There
are three key ingredients in every film that are required for it to manifest
any value, entertainment or otherwise. Miss one and you are in bad shape,
skip all three and you quickly have a celluloid disaster. This film
falls, quite definitively, in the latter. The first ingredient is likability
of characters. If the characters do not create an immediate, gradual, or
any connection at all with the audience, the plot, scope, effects, etc., become
lessened to a point of insignificance. For the most part, every
character in this film, whether by design or not, is in competition to see
which can be the bigger douche-bag, so much so, I thought the entire production
was sponsored by Massengill. I couldn't find a single player to root for
which made watching this flick even more cumbersome and annoying. Second
is believablity. Even in the most fantastic of cinematic voyages, where
myth, legend, and fiction reach new heights of wonder and awe, it has to make
sense in some way and appear to be possible. This movie is so convoluted
and implausible that it makes Avatar look like a National Geographic Special.
The attempts at twist and turns, surprises and sleight of hand,
are all lost in a jumble of ideas that, in the real world, in which this story
is apparently based, would be absolutely impossible to replicate even with an unimaginable
income, a horde of MIT grads, and years to planning and development
Finally, the third ingredient is entertainment. With the first two
elements thoroughly corrupted the entertainment value becomes non existent.
No more so that in this flop, which drags on way to long with the most
ridiculous of payoffs at its conclusion that
require downright nonsensical plot devices which utterly fail. Put
simply, in order to make this puzzle form a picture, the writers and directors,
took the pieces and trimmed them to fit into place whether or not they
appropriately or intelligently made sense.

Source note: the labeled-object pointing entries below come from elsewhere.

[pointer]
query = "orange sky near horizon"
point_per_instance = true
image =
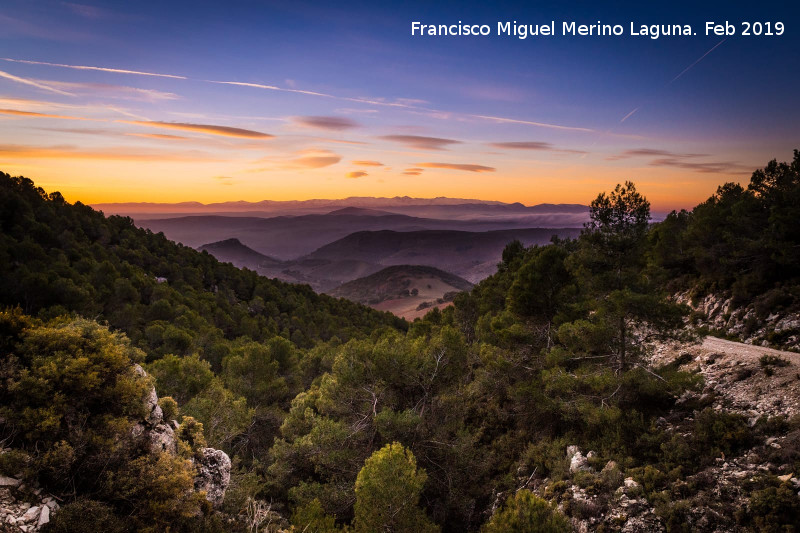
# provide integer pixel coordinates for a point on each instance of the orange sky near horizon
(114, 111)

This farce is directed by
Louis Leterrier, the man who reinvented the Hulk and turned the earlier
incarnation from a mutated mess into a well conceived, acted, and produced
revamp. This train-wreck was not a great
addition to the resume. It stars; Woody, why am I still relevant, Harrelson,
Dave, who, Franco, still who, Isla Fisher, and Jesse, can I be any more
annoying, Eisenberg. Oh, Morgan Freeman and Michael Caine are part of the cast as well, a fact, I am sure in hindsight, they both regret, at least one would hope. But the biggest disappointment was lead, Mark
Ruffalo, one of my favs and the newest and bestest Dr. Bruce Banner, who now
seems to be following the same post Avengers career track as Jeremy Renner is
his silver screen choices. 0 out of 5 Kernels: Now You See Me,
wish I hadn't, I now understand why this film did such a remarkable
disappearing act from the box office.